10 Aralık 2015 tarihinde Başbakan Ahmet Davutoğlu tarafından açıklanan 64.Hükümet 2016 Yılı Eylem Planı’nda, İstanbul’un yaşam alanlarını betonlaştıracak, büyük çevre sorunlarına neden olabilecek, kamu yararı yerine özel çıkarları amaçlayan Kanal İstanbul için yasal düzenleme yapılması, Ekonomi, Finans ve Ticaret alanında gerçekleştirilecek reformlar içerisinde tariflenmiş, bunun için ise son tarih 21 Haziran 2016 olarak belirlenmişti. Kamulaştırmalar ve arazi alımlarının yürütüldüğü, projeye dair tanıtım videolarının paylaşıldığı “Kanal İstanbul’un yapılabilmesi için mevzuat düzenlemeleri Torba Yasa ile getirilmiş ve projenin önü açılmıştır.

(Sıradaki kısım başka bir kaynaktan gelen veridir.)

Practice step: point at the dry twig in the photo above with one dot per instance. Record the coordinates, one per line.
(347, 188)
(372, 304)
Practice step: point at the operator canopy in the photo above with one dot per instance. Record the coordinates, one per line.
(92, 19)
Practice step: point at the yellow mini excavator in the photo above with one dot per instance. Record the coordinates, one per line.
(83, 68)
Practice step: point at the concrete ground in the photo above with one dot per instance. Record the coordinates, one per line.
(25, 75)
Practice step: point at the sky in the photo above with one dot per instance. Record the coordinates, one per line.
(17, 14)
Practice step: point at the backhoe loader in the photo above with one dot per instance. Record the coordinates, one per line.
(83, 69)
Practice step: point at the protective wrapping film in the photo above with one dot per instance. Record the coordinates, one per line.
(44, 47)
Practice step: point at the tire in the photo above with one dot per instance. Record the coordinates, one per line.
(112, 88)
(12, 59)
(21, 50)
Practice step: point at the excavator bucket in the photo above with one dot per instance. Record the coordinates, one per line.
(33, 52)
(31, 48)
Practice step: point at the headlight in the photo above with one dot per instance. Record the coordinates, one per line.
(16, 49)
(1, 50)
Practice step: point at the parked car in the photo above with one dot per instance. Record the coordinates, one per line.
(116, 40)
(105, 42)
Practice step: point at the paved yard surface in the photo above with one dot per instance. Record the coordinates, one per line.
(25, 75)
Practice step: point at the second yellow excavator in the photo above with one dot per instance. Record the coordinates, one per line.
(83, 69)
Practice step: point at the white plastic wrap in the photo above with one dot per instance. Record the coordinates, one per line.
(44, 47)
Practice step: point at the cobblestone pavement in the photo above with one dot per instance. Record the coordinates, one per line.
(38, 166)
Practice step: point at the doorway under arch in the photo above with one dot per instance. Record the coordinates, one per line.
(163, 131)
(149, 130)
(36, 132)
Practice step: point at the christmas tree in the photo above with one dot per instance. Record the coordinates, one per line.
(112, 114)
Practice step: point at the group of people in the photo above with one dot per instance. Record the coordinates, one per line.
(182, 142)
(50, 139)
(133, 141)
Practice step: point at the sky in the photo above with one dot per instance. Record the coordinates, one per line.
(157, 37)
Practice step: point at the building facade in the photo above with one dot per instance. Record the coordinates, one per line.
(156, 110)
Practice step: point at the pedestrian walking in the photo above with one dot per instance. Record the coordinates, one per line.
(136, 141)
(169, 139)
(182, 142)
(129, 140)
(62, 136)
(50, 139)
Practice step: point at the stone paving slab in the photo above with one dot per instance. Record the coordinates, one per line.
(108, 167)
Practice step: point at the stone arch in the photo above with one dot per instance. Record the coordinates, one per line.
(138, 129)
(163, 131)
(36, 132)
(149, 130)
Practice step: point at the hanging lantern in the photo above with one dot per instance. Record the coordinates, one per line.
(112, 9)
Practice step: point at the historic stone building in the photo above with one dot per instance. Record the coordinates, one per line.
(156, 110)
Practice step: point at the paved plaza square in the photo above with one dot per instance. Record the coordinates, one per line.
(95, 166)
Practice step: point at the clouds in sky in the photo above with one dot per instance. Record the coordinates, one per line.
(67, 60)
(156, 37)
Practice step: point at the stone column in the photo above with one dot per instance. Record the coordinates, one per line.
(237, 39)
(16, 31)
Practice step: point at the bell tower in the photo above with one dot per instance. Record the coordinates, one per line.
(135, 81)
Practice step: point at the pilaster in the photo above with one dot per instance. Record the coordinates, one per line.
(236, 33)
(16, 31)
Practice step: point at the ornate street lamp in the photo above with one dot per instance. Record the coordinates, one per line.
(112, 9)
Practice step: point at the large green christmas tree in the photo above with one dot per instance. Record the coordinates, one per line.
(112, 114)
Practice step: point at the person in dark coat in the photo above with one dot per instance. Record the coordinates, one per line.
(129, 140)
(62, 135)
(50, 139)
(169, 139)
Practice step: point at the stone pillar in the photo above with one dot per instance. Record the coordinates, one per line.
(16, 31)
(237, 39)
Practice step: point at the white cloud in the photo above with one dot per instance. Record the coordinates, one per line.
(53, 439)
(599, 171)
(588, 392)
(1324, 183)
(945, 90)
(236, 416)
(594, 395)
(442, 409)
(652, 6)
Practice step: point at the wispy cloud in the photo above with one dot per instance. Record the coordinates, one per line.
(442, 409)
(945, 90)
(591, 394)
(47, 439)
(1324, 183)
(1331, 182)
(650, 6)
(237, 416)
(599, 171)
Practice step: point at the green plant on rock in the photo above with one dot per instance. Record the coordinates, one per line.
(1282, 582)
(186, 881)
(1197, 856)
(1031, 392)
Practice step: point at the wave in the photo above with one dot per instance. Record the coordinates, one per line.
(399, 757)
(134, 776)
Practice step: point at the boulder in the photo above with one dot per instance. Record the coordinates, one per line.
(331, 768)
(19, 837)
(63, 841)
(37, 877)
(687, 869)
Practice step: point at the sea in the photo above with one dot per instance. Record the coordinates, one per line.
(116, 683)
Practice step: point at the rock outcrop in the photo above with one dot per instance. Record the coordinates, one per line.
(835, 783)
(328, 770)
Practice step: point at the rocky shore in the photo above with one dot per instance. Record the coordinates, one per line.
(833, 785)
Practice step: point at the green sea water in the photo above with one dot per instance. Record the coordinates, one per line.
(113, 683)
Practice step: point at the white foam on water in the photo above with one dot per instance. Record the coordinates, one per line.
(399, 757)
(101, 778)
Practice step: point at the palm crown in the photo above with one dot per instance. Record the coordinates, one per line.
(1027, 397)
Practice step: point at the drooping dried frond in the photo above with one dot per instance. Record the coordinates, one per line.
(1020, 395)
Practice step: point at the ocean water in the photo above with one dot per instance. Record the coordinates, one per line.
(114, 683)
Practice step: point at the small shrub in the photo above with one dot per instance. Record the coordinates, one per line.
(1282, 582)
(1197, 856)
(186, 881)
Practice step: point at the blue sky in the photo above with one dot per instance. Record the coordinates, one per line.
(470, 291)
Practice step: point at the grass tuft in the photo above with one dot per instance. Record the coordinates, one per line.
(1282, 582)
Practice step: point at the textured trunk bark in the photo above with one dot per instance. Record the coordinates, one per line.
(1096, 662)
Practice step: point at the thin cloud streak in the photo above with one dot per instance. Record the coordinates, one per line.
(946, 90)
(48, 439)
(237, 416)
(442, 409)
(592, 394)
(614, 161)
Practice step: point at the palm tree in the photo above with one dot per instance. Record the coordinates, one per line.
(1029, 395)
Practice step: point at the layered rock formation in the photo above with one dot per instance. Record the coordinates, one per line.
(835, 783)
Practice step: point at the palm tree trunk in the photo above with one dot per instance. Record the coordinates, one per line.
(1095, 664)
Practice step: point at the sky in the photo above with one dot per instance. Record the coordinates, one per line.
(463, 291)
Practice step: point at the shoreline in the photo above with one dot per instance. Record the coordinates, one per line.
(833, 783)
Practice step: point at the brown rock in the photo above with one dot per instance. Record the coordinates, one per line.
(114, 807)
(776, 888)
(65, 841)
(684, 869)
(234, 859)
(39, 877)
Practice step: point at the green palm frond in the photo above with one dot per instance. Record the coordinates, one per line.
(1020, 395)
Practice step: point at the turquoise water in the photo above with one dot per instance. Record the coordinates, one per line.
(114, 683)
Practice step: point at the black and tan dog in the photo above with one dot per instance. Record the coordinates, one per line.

3194 Sayılı İmar Kanunu’nun 5., 11. ve 18. Maddelerinde getirilen düzenlemeler yoluyla; Kanal İstanbul Projesi’nin yasal tanımı yapılmış, Hazine ve özel idareye ait alanların imar planı kararıyla Kanal İstanbul için kullanılabilmesinin, Kanal İstanbul için gerekli arazilerin düzenleme ortaklık payı olarak bedelsiz elde edilmesinin önü açılmıştır.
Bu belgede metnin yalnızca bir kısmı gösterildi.